1. “We are sorry you were hurt under the roof where you should have been safe. We are sorry we did not hear you when you first came to us. We are sorry we couldn’t protect you. We are sorry you had to carry this burden by yourself all of these years. You are precious and worthy. Your abuse is not your fault but the fault of the adults in your life.”
In our cultures, parents are always right, and questioning their decisions is equivalent to disrespecting them. This culture makes such an unequivocal apology almost impossible. But, it is a gift for a survivor learning that they are not broken, that their abuse is not their fault.
2. “There are no family considerations more important to us than your well being and mental health. We do not care about what anyone thinks. Anyone who hurts our child is not our family.”
These statements take away the guilt from the survivor for breaking up the family. It also takes away the shame of carrying a secret.
3. “Take the time you need to heal. We are with you every step of the way. We will do anything you need to support you.”
Sexual abuse survivors have post-traumatic stress disorder or PTSD. There are triggers that take us back and make us feel unsafe. Sometimes, when we are triggered we might react with anger against those who didn’t protect us or resent what we think we could have had. This is a natural part of the process and can only be healed with patience and love.
Understanding that healing takes time and has no timetable is important.
It is now been 15 years since I spoke to my parents as an adult about my abuse. In those years, I credit all my healing to therapy, meditation, volunteering, my puppy daughters, and my kind, nurturing friends. My years in therapy have allowed me to separate the abuse from my own self-worth. It has taught me coping skills when I am triggered. It has allowed me to share my story openly and see my pain and trauma in another person’s eyes. I was a naturally geeky, introverted child. After the abuse, I completely ignored the physical realities of my body making self-care and health a challenge. With my meditation practice, I was able to recognize my body’s reactions to triggers and head off emotional landmines before they became too big.
My volunteer work at the sexual assault resource center started my healing. However, it was years later, when I volunteered with children who had been sexually abused, that I truly learned to see and acknowledge the trauma I had faced as a child. I hadn’t realized how young I was and how much I needed the protection of the adults around me until I saw the innocence and the vulnerability of those children.
My fur babies taught me again to see myself as vulnerable. But, more than that, they helped me see myself as a parent. I realized that there’s nothing a child can do to lose my protection or love. My first girl drank my tears when I hid in the closet during the worst crying episodes. It was the most unconditional love I have known in my life. She gave me the courage to continue therapy and believe that people who loved me would show up for me. My second girl was an abused puppy, she has visible scars but is the most courageous and fearless, loving puppy I know. She meets all new people with an open heart and is willing to love and be loved. We continue to soldier on together.
Finally, and probably the most cherished part of my healing has been my friendship with two amazing humans who are also adult survivors of childhood abuse.
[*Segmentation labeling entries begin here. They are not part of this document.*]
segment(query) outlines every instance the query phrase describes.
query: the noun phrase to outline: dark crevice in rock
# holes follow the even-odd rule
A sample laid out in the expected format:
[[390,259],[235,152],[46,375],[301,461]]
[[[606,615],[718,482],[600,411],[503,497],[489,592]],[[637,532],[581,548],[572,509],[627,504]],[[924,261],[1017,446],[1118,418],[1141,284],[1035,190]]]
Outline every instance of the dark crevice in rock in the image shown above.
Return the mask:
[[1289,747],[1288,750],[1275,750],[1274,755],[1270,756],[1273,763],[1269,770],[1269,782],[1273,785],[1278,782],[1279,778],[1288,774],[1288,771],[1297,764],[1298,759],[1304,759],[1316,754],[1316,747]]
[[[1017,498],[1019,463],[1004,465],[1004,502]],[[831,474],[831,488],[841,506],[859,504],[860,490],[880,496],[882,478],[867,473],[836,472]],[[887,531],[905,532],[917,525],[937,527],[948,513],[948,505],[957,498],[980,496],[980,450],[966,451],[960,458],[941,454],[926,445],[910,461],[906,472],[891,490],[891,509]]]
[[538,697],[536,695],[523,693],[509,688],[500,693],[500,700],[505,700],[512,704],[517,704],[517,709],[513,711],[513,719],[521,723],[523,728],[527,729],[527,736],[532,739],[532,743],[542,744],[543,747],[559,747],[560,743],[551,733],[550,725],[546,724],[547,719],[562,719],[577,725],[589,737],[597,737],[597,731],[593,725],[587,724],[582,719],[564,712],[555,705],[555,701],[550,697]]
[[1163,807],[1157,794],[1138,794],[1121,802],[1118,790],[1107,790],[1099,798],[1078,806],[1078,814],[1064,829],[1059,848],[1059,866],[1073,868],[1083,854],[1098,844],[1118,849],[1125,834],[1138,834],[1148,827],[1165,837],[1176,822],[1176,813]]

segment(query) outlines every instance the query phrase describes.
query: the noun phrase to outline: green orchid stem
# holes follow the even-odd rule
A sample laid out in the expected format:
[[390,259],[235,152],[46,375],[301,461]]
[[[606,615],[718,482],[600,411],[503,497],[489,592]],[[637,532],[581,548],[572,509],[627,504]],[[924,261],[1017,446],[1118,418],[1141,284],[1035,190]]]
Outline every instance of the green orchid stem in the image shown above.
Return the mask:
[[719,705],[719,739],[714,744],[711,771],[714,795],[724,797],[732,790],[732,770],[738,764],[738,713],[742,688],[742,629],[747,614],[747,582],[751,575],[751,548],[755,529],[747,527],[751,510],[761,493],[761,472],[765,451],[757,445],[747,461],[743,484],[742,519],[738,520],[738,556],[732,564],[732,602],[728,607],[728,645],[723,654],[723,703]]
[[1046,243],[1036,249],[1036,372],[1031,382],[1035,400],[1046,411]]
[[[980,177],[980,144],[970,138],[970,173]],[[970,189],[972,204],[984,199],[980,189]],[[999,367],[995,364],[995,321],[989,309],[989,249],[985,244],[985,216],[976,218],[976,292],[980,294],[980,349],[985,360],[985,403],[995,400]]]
After meeting them, I was able to recognize patterns common to all of us. Instead of feeling broken, I saw the aftermath of trauma. For the first time, I felt seen, heard, and protected.
It has taken many people to help me rebuild what one man destroyed in my life. As you hear my story, my fervent hope is that we, as a community, learn to stop the silence surrounding abuse. We, as a community, stop the shame cycle and show up for survivors so they can take back their power.